If book sales are any indication, black Americans may be beginning to feel that way as well. "Wake Up America," which Johnson self-published in December 2005 and printed 6,000 copies of, climbed to the top of the Black Issues Book Review bestseller list in the magazine's November/December issue. " The Covenant With Black America " and "Enough" remain in the No. 3 position in BIBR's paperback and hardcover lists , respectively .

Lloyd Hart , owner of the Black Library Booksellers , who sells books at kiosks in Downtown Crossing and Dudley Station as well as online, is relieved that people are finally making these revelations. "Black people have known for years what ["The Covenant With Black America"] was talking about," says Hart, 53, "but hardly anyone would move in a massive group to solve those problems. 'The Covenant [With Black America] ' has brought some of that around, [but] not all of it."

Hart believes the recent election of Deval Patrick as governor is emblematic of the new mindset inspired by " The Covenant With Black America ," one of the more popular non fiction books he sells. He also senses a new Afrocentric mindset among his customers.

"That's really unusual ," says Hart. "The Boston area is transient, selfish, and a bunch of other things I can't name, as far as the climate of African-Americans.
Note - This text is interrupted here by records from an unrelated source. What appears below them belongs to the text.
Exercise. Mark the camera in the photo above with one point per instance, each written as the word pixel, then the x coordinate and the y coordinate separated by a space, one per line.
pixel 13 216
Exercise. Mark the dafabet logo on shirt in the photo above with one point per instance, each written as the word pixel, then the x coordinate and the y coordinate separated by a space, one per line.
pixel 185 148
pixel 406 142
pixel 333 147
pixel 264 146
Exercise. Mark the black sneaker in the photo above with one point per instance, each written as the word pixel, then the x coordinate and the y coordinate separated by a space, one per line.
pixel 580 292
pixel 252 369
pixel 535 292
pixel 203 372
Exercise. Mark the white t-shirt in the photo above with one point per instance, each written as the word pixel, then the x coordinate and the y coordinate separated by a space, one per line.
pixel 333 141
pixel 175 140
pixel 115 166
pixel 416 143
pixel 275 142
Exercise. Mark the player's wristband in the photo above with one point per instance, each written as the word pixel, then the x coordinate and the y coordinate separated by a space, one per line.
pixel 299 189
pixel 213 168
It seems to have changed a little to being a little less selfish."

A growing number of grass - roots organizations are emerging to help turn the situation around. In Chicago, Johnson volunteers at an organization called Black on Black Love, where he works as a mentor and tutor to young African-American boys in an effort to show them alternatives to crime. "The Covenant in Action" spotlights a range of responses, from Toni Blackman , who founded Freestyle Union Cipher Workshop , which uses hip-hop to encourage activism and self-esteem, to the National Center for Black Philanthropy, which plans to focus its annual conference in June on figuring out ways to change struggling communities in the face of insufficient funding.

Although Hart created the Black Library long before Smiley's "Covenant" books appeared, he believes it operates in the spirit of the books and considers it a form of community service. Each summer he hires two teenage African-American boys to work with him.

"I don't know whether that saved their lives," Hart says. " But I believe . . . it has contributed to them being out of harm's way."